Is the most significant decimal digits precision that can be converted to binary and back to decimal without loss of significance 6 or 7.225?

I've come across two different precision formulas for floating-point numbers.
⌊(N-1) log10(2)⌋ = 6 decimal digits (Single-precision)
and
N log10(2) ≈ 7.225 decimal digits (Single-precision)
Where N = 24 Significant bits (Single-precision)
The first formula is found at the top of page 4 of "IEEE Standard 754 for Binary Floating-Point Arithmetic" written by, Professor W. Kahan.
The second formula is found on the Wikipedia article "Single-precision floating-point format" under section IEEE 754 single-precision binary floating-point format: binary32.
For the first formula, Professor W. Kahan says
If a decimal string with at most 6 sig. dec. is converted to Single and then converted back to the same number of sig. dec.,
then the final string should match the original.
For the second formula, Wikipedia says
...the total precision is 24 bits (equivalent to log10(224) ≈ 7.225 decimal digits).
The results of both formulas (6 and 7.225 decimal digits) are different, and I expected them to be the same because I assumed they both were meant to represent the most significant decimal digits which can be converted to floating-point binary and then converted back to decimal with the same number of significant decimal digits that it started with.
Why do these two numbers differ, and what is the most significant decimal digits precision that can be converted to binary and back to decimal without loss of significance?
These are talking about two slightly different things.

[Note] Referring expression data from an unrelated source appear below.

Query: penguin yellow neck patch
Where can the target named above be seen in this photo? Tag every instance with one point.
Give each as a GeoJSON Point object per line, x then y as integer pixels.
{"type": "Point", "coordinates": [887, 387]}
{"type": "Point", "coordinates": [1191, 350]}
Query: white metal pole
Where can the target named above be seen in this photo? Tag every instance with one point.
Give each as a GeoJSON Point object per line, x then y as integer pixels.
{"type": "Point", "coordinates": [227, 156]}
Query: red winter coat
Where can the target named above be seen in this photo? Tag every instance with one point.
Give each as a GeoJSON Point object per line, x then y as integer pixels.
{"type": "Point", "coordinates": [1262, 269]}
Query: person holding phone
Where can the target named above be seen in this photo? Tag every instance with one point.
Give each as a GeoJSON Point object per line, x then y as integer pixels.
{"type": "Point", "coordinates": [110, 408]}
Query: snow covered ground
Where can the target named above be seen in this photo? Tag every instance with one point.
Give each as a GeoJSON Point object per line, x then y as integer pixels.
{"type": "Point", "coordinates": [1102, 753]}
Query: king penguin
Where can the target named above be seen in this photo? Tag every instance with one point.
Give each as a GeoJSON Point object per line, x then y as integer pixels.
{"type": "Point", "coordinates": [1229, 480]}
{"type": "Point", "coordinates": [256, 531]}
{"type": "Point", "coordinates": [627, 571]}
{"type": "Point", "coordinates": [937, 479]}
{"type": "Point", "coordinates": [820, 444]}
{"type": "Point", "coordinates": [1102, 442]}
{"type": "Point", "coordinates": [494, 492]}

The 7.2251 digits is the precision with which a number can be stored internally. For one example, if you did a computation with a double precision number (so you were starting with something like 15 digits of precision), then rounded it to a single precision number, the precision you'd have left at that point would be approximately 7 digits.
The 6 digits is talking about the precision that can be maintained through a round-trip conversion from a string of decimal digits, into a floating point number, then back to another string of decimal digits.
So, let's assume I start with a number like 1.23456789 as a string, then convert that to a float32, then convert the result back to a string. When I've done this, I can expect 6 digits to match exactly. The seventh digit might be rounded though, so I can't necessarily expect it to match (though it probably will be +/- 1 of the original string.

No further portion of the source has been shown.